Twenty batteries were prepared according to the respective manufacturing methods, charged at 80 mA for 15 hours, discharged at 800 mA to 1.0 V, and compared in capacity. The result is shown in FIG.

In the case of the production method A of the present invention, the discharge capacity is 800 m
Ah or more, and the variation is smaller than that by other manufacturing methods.

 This is considered to be due to the following reasons.

The bubbles generated during the production of the foamed polymer block usually escape mainly upward, but form a tunnel-like cavity in that direction. Therefore, a large number of these cavities are arranged in almost the same direction in the formed foamed polymer. When peeling is performed in this direction as an axis, the above-mentioned cavities are always arranged almost uniformly in the width direction in the obtained band of the foamed polymer. However, if the axis of the peeling is perpendicular to the direction in which the bubbles mainly escape, the direction of the resulting band will not be constant and the cavity will be cut at various angles. The state filled with the active material is a state in which the tunnel-shaped cavity is filled with the active material.
Just because the electrode plate is wound along this cavity, the rod-shaped active material that is clogged in the cavity, so to speak, does not break, but when it is wound around the axis perpendicular to the cavity, the rod-shaped active material becomes Because of the bending direction, a problem of remarkable cracking or cutting of the electrode plate occurs. As a result, the discharge characteristics of the battery deteriorate.

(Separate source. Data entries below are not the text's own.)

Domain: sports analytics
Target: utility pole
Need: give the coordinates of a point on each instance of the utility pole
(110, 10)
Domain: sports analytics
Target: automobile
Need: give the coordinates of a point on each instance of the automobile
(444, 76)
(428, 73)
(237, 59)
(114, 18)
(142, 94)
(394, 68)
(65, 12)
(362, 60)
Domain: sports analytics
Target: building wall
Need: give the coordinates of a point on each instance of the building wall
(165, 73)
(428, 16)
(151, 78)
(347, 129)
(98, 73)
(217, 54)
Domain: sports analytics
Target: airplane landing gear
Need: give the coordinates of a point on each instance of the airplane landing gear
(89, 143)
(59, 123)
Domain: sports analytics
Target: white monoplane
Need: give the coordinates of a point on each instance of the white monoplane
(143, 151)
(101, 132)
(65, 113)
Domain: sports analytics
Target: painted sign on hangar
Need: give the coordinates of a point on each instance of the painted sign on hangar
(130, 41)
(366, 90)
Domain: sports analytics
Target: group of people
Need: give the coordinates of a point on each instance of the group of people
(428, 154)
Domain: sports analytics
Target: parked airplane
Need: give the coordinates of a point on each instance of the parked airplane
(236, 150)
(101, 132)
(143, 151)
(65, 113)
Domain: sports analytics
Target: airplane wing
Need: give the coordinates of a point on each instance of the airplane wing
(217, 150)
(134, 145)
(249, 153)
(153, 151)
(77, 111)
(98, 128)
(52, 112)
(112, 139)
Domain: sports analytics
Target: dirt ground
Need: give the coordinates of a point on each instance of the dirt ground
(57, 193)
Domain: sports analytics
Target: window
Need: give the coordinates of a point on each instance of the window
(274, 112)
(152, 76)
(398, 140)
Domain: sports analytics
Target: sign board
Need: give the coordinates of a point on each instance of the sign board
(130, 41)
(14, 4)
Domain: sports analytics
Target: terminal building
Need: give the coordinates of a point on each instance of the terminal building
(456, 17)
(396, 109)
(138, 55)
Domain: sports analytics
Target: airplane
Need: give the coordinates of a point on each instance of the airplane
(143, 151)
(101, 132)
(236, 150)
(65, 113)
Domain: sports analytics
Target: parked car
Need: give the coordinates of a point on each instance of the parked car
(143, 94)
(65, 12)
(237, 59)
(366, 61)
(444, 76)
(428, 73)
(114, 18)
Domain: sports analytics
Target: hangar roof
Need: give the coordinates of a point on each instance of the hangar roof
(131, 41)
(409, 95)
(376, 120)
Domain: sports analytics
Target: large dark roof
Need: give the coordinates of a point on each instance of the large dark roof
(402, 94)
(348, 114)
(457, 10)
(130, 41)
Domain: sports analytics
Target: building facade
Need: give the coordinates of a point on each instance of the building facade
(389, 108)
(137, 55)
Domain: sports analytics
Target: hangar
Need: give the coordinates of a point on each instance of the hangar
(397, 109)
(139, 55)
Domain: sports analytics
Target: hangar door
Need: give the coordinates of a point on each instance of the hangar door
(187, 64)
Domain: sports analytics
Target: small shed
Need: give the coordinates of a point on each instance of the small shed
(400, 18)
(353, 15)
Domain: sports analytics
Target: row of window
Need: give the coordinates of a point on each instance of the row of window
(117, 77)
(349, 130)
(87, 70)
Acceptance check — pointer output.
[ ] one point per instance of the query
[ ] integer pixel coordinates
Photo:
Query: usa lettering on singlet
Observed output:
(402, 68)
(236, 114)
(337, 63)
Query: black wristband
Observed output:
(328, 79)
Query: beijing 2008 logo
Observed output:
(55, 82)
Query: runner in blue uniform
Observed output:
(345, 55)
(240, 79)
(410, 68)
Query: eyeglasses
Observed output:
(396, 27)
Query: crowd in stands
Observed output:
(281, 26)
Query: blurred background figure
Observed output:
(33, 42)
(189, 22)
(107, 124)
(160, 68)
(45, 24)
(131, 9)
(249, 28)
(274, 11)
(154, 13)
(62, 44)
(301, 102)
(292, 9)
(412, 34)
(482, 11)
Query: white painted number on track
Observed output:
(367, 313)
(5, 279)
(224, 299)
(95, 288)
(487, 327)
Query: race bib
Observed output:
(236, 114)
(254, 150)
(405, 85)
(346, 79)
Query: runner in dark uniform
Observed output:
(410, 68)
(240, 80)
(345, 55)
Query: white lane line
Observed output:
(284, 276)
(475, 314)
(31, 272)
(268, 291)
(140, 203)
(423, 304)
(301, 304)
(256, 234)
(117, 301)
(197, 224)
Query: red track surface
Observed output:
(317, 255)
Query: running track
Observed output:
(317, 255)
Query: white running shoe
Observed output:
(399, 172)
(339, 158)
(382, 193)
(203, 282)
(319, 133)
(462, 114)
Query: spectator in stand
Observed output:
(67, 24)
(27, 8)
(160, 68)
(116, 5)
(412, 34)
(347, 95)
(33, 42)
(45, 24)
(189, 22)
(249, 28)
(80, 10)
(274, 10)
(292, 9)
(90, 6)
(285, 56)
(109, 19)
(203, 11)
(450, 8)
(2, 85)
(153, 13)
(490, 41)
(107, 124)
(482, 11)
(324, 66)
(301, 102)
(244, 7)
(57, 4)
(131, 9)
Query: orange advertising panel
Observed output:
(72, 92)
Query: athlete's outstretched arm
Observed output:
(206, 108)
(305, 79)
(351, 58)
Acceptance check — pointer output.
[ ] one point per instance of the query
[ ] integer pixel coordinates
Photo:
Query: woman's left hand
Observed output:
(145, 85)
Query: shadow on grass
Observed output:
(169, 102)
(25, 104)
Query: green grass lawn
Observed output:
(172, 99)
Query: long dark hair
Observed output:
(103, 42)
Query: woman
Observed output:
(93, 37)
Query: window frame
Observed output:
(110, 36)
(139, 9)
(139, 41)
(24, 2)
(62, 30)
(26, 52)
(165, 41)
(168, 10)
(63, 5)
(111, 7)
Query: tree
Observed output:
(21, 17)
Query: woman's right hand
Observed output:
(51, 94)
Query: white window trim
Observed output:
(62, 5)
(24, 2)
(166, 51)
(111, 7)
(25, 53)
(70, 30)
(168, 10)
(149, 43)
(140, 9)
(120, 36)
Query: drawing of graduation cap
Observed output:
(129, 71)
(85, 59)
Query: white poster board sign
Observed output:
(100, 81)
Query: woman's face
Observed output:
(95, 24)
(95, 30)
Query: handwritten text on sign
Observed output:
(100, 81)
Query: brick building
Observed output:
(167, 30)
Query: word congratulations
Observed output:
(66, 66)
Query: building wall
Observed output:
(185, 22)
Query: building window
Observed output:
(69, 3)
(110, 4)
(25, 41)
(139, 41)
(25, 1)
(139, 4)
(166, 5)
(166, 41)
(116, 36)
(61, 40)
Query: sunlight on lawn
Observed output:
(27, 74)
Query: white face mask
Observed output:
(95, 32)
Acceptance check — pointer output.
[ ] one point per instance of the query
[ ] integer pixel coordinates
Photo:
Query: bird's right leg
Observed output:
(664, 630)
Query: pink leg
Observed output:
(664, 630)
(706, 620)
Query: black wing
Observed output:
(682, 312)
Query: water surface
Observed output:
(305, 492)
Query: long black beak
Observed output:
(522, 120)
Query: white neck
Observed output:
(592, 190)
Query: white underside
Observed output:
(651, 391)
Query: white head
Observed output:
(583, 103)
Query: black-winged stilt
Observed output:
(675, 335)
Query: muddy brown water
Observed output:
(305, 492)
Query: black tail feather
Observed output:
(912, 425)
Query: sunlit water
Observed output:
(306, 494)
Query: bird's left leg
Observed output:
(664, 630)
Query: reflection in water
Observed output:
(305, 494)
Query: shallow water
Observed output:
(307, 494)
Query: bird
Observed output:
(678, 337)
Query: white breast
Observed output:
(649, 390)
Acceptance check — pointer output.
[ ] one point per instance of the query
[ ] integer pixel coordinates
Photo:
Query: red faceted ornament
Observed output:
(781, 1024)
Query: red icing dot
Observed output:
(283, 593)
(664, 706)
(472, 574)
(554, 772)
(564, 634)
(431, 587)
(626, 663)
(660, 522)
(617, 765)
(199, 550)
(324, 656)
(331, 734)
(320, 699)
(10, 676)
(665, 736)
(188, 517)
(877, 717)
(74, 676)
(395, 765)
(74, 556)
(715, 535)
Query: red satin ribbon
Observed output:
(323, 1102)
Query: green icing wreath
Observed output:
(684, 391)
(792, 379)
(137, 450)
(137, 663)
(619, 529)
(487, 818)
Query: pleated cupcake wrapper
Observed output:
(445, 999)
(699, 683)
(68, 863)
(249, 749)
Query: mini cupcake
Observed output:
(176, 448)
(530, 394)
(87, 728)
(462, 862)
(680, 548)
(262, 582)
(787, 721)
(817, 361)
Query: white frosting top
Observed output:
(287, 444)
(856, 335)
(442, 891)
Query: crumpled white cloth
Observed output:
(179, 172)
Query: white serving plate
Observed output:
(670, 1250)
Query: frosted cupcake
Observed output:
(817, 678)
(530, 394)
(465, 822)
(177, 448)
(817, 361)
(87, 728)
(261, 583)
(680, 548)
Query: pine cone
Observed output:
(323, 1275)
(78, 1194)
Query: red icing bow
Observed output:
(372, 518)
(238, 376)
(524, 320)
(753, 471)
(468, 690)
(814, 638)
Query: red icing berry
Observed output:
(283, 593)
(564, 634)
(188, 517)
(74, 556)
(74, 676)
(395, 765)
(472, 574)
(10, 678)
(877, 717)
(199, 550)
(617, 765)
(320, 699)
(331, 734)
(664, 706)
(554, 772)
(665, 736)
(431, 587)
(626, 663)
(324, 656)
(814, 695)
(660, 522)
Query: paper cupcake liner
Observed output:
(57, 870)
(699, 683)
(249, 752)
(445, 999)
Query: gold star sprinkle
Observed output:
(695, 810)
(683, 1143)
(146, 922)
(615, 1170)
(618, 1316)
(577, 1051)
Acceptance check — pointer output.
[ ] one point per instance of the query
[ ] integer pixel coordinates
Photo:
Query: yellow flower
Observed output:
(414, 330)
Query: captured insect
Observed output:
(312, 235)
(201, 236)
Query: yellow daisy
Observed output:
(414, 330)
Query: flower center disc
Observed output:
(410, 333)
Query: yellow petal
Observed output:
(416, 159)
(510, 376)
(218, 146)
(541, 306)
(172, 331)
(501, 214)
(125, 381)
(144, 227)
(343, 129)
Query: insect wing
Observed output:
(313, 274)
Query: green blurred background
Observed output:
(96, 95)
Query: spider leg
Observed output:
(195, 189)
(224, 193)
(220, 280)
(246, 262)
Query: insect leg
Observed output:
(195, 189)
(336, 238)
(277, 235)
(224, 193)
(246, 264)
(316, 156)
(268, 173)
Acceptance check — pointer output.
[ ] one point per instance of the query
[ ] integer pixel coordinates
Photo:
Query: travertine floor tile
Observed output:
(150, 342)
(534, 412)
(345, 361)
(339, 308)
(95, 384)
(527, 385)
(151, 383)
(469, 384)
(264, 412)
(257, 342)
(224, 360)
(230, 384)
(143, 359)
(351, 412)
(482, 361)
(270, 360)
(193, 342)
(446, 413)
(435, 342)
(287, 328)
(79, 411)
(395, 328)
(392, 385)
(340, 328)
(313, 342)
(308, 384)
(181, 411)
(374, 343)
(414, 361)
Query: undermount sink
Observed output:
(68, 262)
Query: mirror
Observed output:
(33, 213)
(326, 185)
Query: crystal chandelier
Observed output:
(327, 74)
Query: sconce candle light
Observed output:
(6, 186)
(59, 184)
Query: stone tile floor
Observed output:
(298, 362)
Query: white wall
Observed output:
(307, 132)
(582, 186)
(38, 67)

Effects of the Invention As described above, according to the present invention, there is little variation in the properties of the sponge-like metal porous body, and the electrode filled with the active material also has excellent winding characteristics, and thus has excellent discharge characteristics and variation. It is possible to provide an electrode having a small number of electrodes.

[Brief description of the drawings]

FIG. 1 is a diagram showing the relationship between the direction of peeling and the peeling direction of bubbles generated during the production of a block of foamed polymer and its production, and FIG. 2 is a diagram showing a positive electrode plate according to production method A and comparative production method B of the present invention. FIG. 3 is a diagram showing positive electrode plates according to comparative manufacturing methods C and D, and FIG. 4 is a diagram showing a comparison of discharge characteristics of batteries by each manufacturing method.

Continuation of front page (58) Field surveyed (Int.Cl. ⁶ , DB name) H01M 4/80

Claims (2)

(57) [Claims] 1. A block of foamed polymer is cut out (peeled) into a thin film, and a conductive film is formed thereon by means of vapor deposition, plating, coating or the like singly or in combination. In the step of producing a sponge-like porous metal substrate having a three-dimensional structure for a battery electrode by burning and removing and subsequently reducing, the peeling direction is mainly changed by bubbles generated during the production of a foamed polymer as a base material. A method for producing a porous substrate for a battery electrode, comprising obtaining a sponge-like porous metal substrate using a thin-film polymer peeled about an exit direction as an axis. 2. A battery electrode according to claim 1, wherein the porous substrate is filled with an active material, wherein the direction in which the air bubbles escape is the same as the axial direction of the electrode plate winding.